Russia: Putin Uses Courts to Crush Opposition
Ariel Cohen / Benjamin Tigay /
KYIV, UKRAINE—Russia’s leading anti-corruption blogger, attorney and political activist Alexei Navalny, appeared in court Wednesday accused of embezzlement. On Thursday, federal prosectuors slapped him with additional charges for alleged price gouging. However, his real crime is exposing corruption and opposing the current political regime.
Prosecutors charged Navalny, a moderate nationalist and a former Yale University fellow, with “embezzling” more than $500,000 of lumber from a state-owned company in Kirov, a regional capital about 500 miles northeast of Moscow. He is accused of giving, in volunteer capacity, “bad advice” to the chairman of the state-owned Kirov lumber company. Russian media and outside observers agree that the charges are politically motivated.
Navalny has long been on the Kremlin’s hit list. He famously called the ruling political party (United Russia) the “party of crooks and thieves.” In December 2011, together with other opposition leaders, Navalny led protests following the Russian parliament elections, which the Russian opposition and foreign political observers found fraudulent. He recently announced his intent to run for the presidency in 2016.
Anywhere in the West, he would be a TV talk show star, but in Vladimir Putin’s Russia, he has become an enemy of the state. Investigators had initially charged Navalny with embezzlement before dropping the case due to a lack of evidence. They were ordered to reopen the file by Alexander Bastrykin, the head of the Russian State Investigatory Committee and Putin’s law school roommate. Additional charges followed Thursday.

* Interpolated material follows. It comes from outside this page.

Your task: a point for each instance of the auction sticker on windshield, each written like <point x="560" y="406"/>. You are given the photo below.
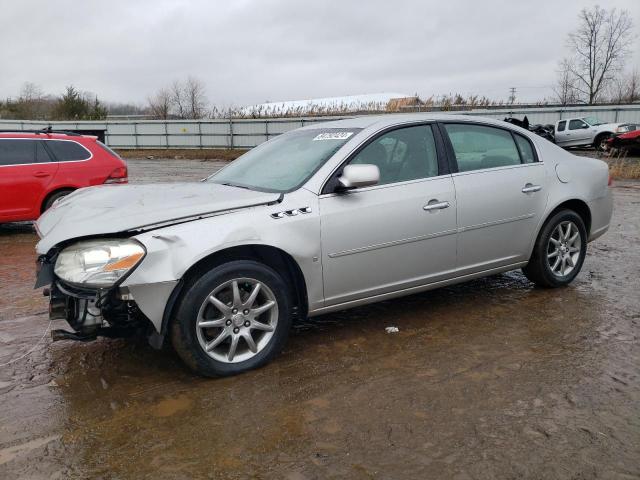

Confessing political motivation for the persecution, a spokesman for the Investigative Committee said that because Navalny “provokes the government” and “uses all his energy to bring attention to himself,” authorities decided to “accelerate” the case against him.
His chances to walk are low: The judge in the Lenin District court hearing Navalny’s case has not acquitted a defendant in any of the 130 cases he has heard.
If Navalny is convicted, he faces up to 10 years in prison and will be disqualified from running for office.
The charges against Navalny reflect Russian law enforcement’s concerted effort to eliminate political opposition through the abuse of courts. The Russian authorities would rather prosecute whistleblowers—even posthumously—than go after corrupt officials in their own government. Mikhail Khodorkovsky, the prominent anti-Putin oil executive, is marking his 10th year in jail this year.
The Obama Administration’s half-hearted Magnitsky List demonstrates that the White House is wobbling at a time when civil society and political opposition are under attack in Russia.
The United States should support Navalny, a man who is risking his life for his beliefs and is fighting against corruption and for economic freedom. This would uphold American values and strengthen our relationship with the people of Russia—not just with its rulers.